Ostsee-Zeitung: Kommentar zu Schäubles Haushalt
Rostock (ots)
Es sind stürmische Zeiten für einen Finanzminister. Jeden Tag aufs Neue muss der Euro gerettet werden. Mit Brüssel und Berlin hat Wolfgang Schäuble fast schon zwei feste Arbeitsplätze. Sein eigentlicher Job, in Berlin die Bundeskasse zu verwalten, ist dagegen fast eine Erholung. Das bisschen Haushalt erledigt Schäuble mit links. Denn er hat eine tüchtige Haushaltshilfe: die bislangrobuste Konjunktur in Deutschland. Sie geht ihm gleich von zwei Seiten zur Hand.

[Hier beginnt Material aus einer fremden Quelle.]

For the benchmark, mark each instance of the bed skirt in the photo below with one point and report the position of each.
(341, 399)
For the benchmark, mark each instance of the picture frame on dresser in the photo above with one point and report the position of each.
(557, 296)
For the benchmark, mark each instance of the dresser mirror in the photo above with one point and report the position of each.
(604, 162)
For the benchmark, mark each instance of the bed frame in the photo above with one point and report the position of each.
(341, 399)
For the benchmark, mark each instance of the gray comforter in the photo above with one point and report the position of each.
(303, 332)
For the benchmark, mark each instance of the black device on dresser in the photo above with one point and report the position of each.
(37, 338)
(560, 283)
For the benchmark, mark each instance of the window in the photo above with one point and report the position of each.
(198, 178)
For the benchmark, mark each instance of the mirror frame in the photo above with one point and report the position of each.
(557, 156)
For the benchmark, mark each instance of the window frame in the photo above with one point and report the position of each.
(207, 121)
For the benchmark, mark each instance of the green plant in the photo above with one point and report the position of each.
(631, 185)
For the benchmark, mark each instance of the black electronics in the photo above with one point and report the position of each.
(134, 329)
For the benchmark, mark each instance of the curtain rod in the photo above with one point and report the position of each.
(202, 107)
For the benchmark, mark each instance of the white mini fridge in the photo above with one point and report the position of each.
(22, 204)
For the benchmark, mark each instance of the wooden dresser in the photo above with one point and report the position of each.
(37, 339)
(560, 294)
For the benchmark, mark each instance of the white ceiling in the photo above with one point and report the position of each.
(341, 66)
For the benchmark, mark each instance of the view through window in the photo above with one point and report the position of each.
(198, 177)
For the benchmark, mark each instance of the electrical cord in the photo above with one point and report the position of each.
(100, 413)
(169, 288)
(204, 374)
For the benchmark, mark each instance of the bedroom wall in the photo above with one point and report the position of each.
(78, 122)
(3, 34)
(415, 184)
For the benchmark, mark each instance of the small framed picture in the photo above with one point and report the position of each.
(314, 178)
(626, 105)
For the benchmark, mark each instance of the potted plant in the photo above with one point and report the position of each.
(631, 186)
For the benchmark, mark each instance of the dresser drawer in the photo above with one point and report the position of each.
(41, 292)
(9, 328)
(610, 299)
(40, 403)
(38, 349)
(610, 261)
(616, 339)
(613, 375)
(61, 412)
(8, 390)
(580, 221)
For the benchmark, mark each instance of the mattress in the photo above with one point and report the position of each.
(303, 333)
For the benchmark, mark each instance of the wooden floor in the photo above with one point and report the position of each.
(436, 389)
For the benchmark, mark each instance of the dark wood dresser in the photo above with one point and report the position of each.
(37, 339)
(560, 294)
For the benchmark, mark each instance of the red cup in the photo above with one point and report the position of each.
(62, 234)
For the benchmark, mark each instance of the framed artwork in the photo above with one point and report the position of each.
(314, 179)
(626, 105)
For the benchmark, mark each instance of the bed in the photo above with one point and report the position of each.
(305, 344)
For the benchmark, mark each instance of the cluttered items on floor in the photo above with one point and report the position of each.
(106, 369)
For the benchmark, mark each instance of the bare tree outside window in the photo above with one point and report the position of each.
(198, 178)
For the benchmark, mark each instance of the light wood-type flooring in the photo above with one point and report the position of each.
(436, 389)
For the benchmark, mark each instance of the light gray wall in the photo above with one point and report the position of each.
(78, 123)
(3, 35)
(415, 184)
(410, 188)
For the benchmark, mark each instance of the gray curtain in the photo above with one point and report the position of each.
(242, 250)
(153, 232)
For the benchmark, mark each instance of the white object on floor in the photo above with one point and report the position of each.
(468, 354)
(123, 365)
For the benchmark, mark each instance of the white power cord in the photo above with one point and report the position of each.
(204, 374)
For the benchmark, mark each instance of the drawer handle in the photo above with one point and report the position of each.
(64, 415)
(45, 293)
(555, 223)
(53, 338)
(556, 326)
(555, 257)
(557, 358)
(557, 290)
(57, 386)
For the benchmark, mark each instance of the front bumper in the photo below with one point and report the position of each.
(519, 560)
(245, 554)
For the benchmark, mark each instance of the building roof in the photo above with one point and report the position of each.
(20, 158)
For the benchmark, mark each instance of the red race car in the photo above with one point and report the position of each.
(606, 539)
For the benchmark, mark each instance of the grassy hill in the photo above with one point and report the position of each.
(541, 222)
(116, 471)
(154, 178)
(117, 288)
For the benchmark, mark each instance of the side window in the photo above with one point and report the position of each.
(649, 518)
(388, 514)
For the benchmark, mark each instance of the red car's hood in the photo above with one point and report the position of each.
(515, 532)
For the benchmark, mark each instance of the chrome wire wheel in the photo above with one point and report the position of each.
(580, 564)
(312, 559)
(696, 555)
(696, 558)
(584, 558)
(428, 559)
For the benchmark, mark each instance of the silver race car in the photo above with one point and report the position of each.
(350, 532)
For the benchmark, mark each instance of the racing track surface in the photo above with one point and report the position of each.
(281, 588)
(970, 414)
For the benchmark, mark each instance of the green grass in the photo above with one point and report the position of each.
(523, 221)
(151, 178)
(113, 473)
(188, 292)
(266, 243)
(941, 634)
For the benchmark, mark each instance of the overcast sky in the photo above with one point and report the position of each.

Zum einen lässt sie die Einnahmen klingeln, zum anderen entlastet sie auf der Ausgabenseite. Mehr Beschäftigte zahlen mehr Steuern und senken die Kosten für Arbeitslosigkeit und soziale Absicherung. Der Haushalt saniert sich quasi von selbst, solange es gelingt, die Ausgaben zu deckeln. Schon das ist in der Politik ein Erfolg. Denn gewöhnlich wächst mit den Einnahmen die Lust, neue Wohltaten unter das Volk zu bringen. Schäuble und die Bundesregierung nehmen für sich in Anspruch, diesem Reflex widerstanden zu haben. Schön wär's. Mit dem heftig umstrittenen Betreuungsgeld soll eine neue Leistung eingeführt werden, die außer der CSU keiner will, die aber mit gut einer Milliarde Euro pro Jahr zu Buche schlägt. Erst einmal. "Wachstumsfreundliche Defizitreduzierung", wie Schäuble seine Kassenpolitik etikettiert, sieht anders aus. Sie würde das Geld investieren und Subventionen kürzen. Davon ist schon lange keine Rede mehr. Den Haushalt zu sanieren, ohne ihn anzutasten, das funktionierte bislang dank der guten Wirtschaftslage und der einmalig niedrigen Zinsen, zu denen sich Deutschland als Folge des Euro-Dramas Geld leihen kann. So wird es nicht bleiben. Europa kämpft größtenteils mit der Rezession, der für unsere Export-Wirtschaft so wichtige China-Boom flaut ebenfalls ab. Schäubles schöne Planung könnte schnell Makulatur werden. Es stimmt: Nur mit Wirtschaftswachstum kommen Staatshaushalte aus den roten Zahlen. Aber auf die Konjunktur ist kein Verlass. Sie hat noch allen Finanzministern einen Strich durch die Rechnung gemacht. Hans Eichel und Peer Steinbrück geben gerne Auskunft.